SEOUL, March 19 (Yonhap) -- Prosecutors on Tuesday raided the headquarters of Korea Exchange Bank (KEB) to investigate allegations that it deliberately raised lending rates for smaller firms to rake in profits totaling over 18 billion won (US$16.2 million).

A team of some 10 prosecutors and police investigators seized digital files and documents at the bank's head office in central Seoul, according to KEB and prosecution sources.

Allegations have been raised that some 290 KEB branches nationwide, under the instruction from the headquarters, intentionally hiked interest rates on loans extended to small and medium enterprises (SMEs) from 2006-2009, as claimed by the Financial Supervisory Service (FSS), South Korea's financial regulator.

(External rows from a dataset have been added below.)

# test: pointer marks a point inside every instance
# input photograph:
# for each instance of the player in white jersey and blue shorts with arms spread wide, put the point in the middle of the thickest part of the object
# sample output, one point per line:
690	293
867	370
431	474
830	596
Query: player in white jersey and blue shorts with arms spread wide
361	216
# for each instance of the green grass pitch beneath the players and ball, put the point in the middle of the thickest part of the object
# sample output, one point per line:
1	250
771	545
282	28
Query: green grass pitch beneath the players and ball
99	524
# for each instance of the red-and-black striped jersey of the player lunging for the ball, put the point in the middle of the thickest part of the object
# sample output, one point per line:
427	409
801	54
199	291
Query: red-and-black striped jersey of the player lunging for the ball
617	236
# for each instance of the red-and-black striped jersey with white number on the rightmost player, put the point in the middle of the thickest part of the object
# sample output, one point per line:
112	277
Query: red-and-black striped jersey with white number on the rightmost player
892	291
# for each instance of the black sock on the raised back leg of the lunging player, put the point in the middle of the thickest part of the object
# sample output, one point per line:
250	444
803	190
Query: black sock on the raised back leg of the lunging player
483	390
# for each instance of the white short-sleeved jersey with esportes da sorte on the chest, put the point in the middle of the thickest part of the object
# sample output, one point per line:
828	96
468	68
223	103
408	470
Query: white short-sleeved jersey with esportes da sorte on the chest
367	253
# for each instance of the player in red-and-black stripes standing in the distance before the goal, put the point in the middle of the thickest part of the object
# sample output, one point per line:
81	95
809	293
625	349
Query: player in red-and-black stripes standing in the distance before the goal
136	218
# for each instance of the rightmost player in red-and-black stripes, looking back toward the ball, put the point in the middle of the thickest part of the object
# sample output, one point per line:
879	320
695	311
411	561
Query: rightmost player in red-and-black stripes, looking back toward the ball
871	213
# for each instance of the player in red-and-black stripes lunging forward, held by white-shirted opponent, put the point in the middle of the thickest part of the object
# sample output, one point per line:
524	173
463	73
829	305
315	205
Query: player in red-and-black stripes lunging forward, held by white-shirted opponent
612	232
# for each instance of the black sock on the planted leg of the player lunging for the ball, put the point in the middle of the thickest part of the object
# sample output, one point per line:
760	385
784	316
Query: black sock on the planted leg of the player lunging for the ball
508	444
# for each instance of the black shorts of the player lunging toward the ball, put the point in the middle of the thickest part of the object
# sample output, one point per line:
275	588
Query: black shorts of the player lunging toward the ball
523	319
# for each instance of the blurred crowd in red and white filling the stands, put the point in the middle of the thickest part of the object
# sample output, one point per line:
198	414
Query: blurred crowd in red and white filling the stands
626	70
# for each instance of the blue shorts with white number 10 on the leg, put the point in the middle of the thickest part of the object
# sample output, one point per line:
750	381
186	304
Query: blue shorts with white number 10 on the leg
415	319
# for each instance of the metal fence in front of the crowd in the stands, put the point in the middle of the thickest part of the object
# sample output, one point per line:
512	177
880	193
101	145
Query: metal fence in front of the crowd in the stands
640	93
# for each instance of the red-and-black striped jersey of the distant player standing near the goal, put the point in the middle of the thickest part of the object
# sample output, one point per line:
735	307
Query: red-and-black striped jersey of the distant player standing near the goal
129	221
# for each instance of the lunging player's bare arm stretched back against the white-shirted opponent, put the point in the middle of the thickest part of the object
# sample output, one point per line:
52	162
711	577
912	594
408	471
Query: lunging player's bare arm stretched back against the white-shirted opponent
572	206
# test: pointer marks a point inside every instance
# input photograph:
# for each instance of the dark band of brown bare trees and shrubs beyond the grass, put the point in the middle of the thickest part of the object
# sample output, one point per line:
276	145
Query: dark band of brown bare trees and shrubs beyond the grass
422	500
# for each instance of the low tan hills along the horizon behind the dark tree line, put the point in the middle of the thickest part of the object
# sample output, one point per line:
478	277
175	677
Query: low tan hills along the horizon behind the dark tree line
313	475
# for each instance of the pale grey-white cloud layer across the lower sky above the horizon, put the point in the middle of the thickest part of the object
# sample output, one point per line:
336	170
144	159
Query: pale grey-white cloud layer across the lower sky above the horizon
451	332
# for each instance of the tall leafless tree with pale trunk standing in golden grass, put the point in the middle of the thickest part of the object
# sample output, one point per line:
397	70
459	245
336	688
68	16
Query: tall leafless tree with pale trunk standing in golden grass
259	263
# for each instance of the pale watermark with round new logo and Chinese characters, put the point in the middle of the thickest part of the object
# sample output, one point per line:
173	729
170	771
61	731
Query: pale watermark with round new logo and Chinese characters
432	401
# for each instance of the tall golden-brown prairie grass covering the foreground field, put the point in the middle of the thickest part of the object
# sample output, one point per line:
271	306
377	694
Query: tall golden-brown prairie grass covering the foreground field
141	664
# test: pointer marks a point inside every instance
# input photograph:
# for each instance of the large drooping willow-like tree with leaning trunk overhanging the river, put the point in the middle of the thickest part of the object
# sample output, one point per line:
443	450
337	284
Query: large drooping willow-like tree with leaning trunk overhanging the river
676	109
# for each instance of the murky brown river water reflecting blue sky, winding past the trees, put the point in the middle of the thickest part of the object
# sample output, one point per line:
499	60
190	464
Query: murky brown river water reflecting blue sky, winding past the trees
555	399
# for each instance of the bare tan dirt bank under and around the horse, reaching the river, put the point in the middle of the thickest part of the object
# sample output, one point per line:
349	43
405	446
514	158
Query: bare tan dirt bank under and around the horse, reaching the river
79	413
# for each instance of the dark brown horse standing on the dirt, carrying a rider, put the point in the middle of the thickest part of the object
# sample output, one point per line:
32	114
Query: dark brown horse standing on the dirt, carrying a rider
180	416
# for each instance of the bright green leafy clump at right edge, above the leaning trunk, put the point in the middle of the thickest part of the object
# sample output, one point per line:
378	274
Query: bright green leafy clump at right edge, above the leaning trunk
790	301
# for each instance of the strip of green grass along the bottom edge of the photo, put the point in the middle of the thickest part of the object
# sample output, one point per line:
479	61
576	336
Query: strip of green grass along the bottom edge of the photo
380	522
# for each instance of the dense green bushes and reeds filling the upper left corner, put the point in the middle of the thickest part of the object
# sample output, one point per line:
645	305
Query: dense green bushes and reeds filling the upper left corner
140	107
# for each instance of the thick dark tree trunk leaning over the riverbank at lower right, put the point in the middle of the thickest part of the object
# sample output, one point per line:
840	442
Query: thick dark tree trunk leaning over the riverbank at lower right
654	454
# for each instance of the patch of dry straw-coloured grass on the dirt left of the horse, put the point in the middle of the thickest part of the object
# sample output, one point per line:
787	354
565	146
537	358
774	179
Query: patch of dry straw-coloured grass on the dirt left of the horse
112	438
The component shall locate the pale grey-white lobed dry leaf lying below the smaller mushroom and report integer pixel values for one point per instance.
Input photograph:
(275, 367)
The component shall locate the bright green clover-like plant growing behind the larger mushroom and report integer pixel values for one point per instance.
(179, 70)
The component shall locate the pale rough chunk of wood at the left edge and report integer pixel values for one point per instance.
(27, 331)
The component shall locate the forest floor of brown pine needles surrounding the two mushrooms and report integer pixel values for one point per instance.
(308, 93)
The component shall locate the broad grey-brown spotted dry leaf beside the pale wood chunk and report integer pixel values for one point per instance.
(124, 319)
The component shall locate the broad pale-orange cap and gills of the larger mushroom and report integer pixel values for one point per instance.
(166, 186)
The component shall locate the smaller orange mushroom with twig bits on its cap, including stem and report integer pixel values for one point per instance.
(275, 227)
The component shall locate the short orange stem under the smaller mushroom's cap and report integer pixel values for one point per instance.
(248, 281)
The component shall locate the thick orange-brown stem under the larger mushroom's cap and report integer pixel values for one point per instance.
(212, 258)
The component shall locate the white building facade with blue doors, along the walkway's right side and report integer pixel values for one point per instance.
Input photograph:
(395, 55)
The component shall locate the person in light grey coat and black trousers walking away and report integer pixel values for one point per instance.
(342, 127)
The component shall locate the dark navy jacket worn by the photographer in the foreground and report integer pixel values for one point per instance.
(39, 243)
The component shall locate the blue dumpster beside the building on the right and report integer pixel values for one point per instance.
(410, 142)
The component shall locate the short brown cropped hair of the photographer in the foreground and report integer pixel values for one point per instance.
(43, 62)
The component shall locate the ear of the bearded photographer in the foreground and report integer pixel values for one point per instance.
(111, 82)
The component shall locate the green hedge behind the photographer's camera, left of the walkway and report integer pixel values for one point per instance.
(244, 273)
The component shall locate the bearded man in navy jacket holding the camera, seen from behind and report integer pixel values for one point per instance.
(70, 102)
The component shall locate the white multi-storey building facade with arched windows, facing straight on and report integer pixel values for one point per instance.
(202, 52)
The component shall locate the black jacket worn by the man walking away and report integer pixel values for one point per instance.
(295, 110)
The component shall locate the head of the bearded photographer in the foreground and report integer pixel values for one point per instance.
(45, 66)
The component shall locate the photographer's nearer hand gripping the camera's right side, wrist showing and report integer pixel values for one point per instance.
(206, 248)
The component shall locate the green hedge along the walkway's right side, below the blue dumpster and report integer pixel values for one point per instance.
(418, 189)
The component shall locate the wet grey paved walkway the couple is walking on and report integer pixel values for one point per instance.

The regulator's preliminary inspection on KEB found that it had applied such an overcharged lending rate for 6,308 loan contracts, and made excessive profits worth a total of 18.1 billion won over the cited three years, the FSS said.

It has been alleged that KEB executives coerced their branches into raising lending rates if they fell short of meeting their so-called respective profit target ratio.

The probe is expected to spark heated public criticism as the lender had been owned by U.S. buyout fund Lone Star Funds during that time, before Hana Financial Group -- Korea's No. 3 banking group -- acquired KEB in early 2012.

Lone Star Funds' ownership of KEB had spurred constant debate and hostile sentiment since the U.S. firm was paid out high dividends, which some market watchers claimed were excessive.

According to FSS data, KEB doled out a total of 1.79 trillion won in dividends to its former largest American shareholder over eight times between February 2007 and July 2011.

Earlier this month, the FSS imposed a disciplinary sanction against the lender in connection with the irregular lending practice. The watchdog also ordered KEB to reimburse the overcharged interest to the affected SMEs.

Prosecutors are expected to put their focus on finding out whether Yun Yong-ro, the current KEB chief, had any prior knowledge about the illegal practice and stayed ignorant of it.

The probe comes as a huge blow to KEB, as it will soon be delisted from the local stock market, after its shareholders agreed to sell their holdings to its new controlling stakeholder Hana Financial, through a share-swap plan which will give Hana full ownership of KEB.